Ich nehm mein persönliches Osterwunder zum Anlass, dies zu schreiben. Moment, Ostern? Es ist bereits Juni … (Anm. heute: das war bereits der zweite Versuch.) Denn dass die Amaryllis, die ich im Winter 2019 von meiner Nichte zum Geburtstag bekam, seit Ostersonntag blüht, was sie aus der Zwiebel weder so spät noch zweimal tut, ist mir kick-ass und Zeichen – denn auch von Pflanzen und Beziehung soll das hier handeln. Und so konstruiert dies klingt, so symbolisch aufgeladen und verwoben ist es eben auch. Und ausnahmsweise hab ich meine Wunderthese der Amaryllisblüte nicht recherchiert, um mich nach allen Seiten abzusichern, was ich sonst natürlich tue (deswegen entstehen solche Beiträge dann auch nie), denn …

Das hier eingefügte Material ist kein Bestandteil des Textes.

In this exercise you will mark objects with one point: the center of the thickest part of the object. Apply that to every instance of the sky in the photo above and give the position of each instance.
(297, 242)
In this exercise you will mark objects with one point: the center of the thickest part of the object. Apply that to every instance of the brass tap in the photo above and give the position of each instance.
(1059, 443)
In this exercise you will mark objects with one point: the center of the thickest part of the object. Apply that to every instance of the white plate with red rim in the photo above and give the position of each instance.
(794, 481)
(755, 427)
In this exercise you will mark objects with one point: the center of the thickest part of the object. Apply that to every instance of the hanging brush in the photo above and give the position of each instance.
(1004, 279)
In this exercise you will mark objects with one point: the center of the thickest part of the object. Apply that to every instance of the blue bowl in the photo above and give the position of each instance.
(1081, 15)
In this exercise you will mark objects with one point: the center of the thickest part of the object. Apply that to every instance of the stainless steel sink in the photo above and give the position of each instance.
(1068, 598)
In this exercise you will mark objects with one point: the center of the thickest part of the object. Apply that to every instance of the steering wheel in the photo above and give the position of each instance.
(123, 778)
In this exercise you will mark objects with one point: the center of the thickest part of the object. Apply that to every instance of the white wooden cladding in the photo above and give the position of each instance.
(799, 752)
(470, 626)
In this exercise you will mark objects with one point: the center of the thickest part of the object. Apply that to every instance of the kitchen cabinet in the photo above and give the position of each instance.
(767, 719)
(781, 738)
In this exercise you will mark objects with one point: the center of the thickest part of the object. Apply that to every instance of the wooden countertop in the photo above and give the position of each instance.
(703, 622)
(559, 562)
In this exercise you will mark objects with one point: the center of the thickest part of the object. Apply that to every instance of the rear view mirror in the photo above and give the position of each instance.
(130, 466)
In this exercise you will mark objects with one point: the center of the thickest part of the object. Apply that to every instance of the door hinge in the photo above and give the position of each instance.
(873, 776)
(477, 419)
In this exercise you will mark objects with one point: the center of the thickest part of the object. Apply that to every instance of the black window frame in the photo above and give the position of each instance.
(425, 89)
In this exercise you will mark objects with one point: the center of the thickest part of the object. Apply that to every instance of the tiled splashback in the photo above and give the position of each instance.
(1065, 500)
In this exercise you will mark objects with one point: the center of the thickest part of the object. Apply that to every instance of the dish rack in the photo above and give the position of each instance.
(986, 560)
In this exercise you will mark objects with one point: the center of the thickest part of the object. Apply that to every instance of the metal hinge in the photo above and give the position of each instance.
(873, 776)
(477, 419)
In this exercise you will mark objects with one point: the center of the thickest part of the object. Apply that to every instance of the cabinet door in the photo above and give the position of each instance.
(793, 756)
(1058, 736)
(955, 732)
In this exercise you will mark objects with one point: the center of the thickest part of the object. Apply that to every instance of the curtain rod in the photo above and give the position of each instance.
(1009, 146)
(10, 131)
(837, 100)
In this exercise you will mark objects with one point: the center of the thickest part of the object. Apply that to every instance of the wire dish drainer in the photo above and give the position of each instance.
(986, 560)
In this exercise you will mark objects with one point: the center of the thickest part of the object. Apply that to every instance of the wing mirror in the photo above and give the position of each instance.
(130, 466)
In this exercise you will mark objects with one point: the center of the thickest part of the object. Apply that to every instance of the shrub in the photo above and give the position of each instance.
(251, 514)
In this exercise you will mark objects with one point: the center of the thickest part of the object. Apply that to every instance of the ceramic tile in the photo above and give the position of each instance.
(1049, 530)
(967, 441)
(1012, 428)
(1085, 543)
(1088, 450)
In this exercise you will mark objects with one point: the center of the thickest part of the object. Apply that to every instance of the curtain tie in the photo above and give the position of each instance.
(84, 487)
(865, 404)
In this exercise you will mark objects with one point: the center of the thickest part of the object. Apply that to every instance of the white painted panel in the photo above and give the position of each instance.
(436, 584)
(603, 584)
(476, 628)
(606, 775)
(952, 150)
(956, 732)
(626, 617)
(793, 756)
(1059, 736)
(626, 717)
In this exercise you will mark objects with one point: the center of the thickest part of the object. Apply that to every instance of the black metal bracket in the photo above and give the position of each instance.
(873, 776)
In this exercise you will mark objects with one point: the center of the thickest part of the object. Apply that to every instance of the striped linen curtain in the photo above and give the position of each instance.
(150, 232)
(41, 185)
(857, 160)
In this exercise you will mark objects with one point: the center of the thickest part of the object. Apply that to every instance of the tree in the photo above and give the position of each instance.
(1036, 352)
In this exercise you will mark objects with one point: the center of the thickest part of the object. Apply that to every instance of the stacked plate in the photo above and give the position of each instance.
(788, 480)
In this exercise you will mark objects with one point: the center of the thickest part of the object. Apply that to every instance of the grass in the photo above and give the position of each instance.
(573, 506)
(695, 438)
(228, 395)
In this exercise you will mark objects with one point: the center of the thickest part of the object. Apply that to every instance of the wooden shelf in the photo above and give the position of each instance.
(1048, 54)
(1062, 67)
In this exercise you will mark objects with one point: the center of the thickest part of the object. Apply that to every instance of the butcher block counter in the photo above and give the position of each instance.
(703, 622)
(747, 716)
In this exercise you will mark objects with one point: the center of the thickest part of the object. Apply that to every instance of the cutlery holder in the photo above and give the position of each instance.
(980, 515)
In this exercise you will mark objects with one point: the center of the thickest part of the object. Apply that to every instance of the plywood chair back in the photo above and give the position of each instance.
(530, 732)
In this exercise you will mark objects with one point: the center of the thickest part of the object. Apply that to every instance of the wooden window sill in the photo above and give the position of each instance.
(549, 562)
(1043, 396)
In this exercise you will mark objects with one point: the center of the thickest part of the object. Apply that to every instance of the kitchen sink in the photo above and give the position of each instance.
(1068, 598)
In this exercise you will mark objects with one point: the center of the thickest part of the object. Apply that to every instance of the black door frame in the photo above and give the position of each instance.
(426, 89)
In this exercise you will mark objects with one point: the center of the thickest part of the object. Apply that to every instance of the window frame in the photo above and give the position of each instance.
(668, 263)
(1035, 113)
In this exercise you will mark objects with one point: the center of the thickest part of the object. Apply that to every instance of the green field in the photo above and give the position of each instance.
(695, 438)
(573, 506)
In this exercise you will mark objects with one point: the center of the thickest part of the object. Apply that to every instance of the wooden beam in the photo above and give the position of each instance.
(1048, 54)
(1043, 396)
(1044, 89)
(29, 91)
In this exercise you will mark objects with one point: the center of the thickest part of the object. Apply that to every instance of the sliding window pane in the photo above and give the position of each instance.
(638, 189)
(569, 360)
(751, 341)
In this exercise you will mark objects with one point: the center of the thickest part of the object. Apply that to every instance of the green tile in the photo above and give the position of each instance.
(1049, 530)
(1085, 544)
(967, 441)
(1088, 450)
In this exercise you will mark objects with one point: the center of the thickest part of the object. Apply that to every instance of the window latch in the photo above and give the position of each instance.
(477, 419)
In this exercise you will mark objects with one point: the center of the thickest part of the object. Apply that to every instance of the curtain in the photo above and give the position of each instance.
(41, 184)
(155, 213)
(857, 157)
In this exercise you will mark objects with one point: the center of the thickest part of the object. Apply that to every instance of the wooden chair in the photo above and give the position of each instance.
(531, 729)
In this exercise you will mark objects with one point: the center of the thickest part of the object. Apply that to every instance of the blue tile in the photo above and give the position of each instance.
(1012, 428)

… ich bin eine Meisterin des Vergleichens und Absicherns, in guten wie in schlechten Zeiten, also selbst wenn ich mich erfolgreich fühle, geht ständig der Kopf nach links und rechts, einerseits ob es genug sehen und hoffentlich auch toll finden, andererseits aber/und – ich auch niemanden verdecke. Eine Ambivalenz, die aus einem protestantischen Elternhaus kommt? Keine Ahnung, ob die starke Schwankung zwischen „Mist, niemand sieht, was ich kann und tue“ und „Oh, hoffentlich bin ich niemandem zu dominant“ ein weibliches, kindheitstraumatisches Phänomen oder das völlig normale Gebahren einer Soloselbstständigen ist. Und da ist der Aspekt, dass jemandem der Inhalt nicht gefällt, ich also nicht geliebt und anerkannt werde für das, was ich sage oder tue, noch gar nicht berücksichtigt.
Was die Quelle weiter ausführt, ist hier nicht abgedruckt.